Tesla has just reworked its management team in Asia.
Tom Zhu is now the name that grey or reconditioned used Tesla owners need to know and connect with as he is now the person in charge of the Tesla Asia Pacific business and the right person to contact to discuss issues and future Tesla business with.
Meanwhile, Wang Hao who is the general manager of Tesla China in charge of sales has been promoted to Vice President which happens to be the only senior executive movement involving Tesla business in China.
In June this year, Tesla Singapore’s Country Manager, Christopher Bousigues was retrenched as part of a global workforce reduction by the company.
In case you were wondering, Tesla Singapore registered 924 cars in 2021 and 190 vehicles in the first five months of 2022.
In just over a year, Mr Bousigues introduced the Model 3 and Model Y, set up two showrooms, one service center and deployed 7 superchargers around the island state.
In the same month this year, two Tesla employees sued the company as massive retrenchments took place. The two workers from Tesla’s battery factory near Reno, Nevada, alleged that the company didn’t comply with the 60-day notification requirement under the Worker Adjustment and Retraining Notification Act, according to the lawsuit they filed in U.S. District Court in Austin, Texas.
John Lynch and Daxton Hartsfield, who worked at the plant for about five years, were among more than 500 employees at the facility that were let go, according to the suit.

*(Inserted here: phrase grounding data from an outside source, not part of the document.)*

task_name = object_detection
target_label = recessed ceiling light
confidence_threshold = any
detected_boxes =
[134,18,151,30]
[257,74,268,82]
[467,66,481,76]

The two men claim neither was given any advance notice of the termination. They are seeking class-action status for their lawsuit on behalf of others who were part of mass layoffs in May and June.
The so-called WARN Act requires companies to provide 60-day notice before any mass layoff affecting 50 or more employees at a single site. Lynch said he was notified June 10 that he’d been terminated, effective immediately, and Hartsfield said he was notified June 15.
“Tesla started laying people off in blatant disregard for the WARN act,” Shannon Liss-Riordan, an employment attorney based in Boston who is representing the workers, said in an interview Monday. Tesla didn’t respond to requests for comment about the lawsuit.
In case you needed to know, Tesla Asia Pacific covers Singapore, Japan, South Korea, Australia and New Zealand. Right now Australia is the largest Tesla market and with the fastest adoption rate.
However, compared with Tesla’s sales and adoption in China, America and Europe, these markets are still very small. Most of the Tesla Model Ys and Model 3s sold in these markets come from the Tesla’s Gigafactory Shanghai.
The latest sales data shows that Tesla China sold 78,906 vehicles, up 138 percent year-on-year. In June, Tesla delivered 77,938 vehicles in China, up 177 percent year-on-year.
In the first half of 2022, Tesla’s Gigafactory Shanghai produced nearly 300,000 vehicles, with the half-year delivery volume accounting for more than 60 percent of the annual delivery volume in 2021. Specifically, nearly 100,000 vehicles were delivered overseas.